Putting it out there: I am not a fan of the Jason Bourne series. This film was on par with many in this franchise, aside from the unfortunate Bourne Legacy that we’ll politely pretend never happened. There are some good performances and it nicely continues the story but I just can’t get behind the creative choice to shoot the entire film with a handheld camera. It was the same criticism I had with the others in this series. It is only one problem but it’s big enough to disconnect me from the film.

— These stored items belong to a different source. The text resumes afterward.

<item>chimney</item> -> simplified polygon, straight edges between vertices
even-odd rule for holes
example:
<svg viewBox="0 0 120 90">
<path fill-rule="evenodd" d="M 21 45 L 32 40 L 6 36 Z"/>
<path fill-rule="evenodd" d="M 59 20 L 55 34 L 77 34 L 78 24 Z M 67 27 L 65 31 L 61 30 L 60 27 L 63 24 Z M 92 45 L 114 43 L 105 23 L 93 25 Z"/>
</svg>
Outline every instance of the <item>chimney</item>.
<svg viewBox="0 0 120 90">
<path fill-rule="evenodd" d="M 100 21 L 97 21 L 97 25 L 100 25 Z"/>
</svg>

In this story Jason Bourne (Matt Damon) has now remembered all aspects of his life and has been floating around the world punishing himself for the lives he has taken. He is contacted by Nicky Parsons (Julia Stiles) and she lets him in on some information about his father’s involvement in the Treadstone project. Jason now has to get to the bottom of this and serve quick justice to the people involved. Spy and revenge hijinks ensue.
The heavies in this film are CIA Director Dewey (Tommy Lee Jones) his lead assassin, The Asset (Vincent Cassel). The new face in the crowd is Heather Lee (Alicia Vikander) who is trying to bring Jason back in but only as a way to further her career. She is outstanding in this film.
Let me explain why I don’t care for the Director’s (Paul Greengrass) overuse of the shaky camera. That camera technique is used to bring the audience into the action. It’s a theatrical device that can heighten a fight scene or a conflict between characters. The entire film was shot like this. Walking in a crowd, arguing with a suspect you are interrogating and having a chase scene all perfectly good uses. A person sitting a desk in an office working on code, trying to read a text over the characters shoulder and a person sitting looking introspective are all horrible uses of this technique.
If you loved the previous films I think you’ll enjoy it, I didn’t bring my Dramamine so I was not as impressed.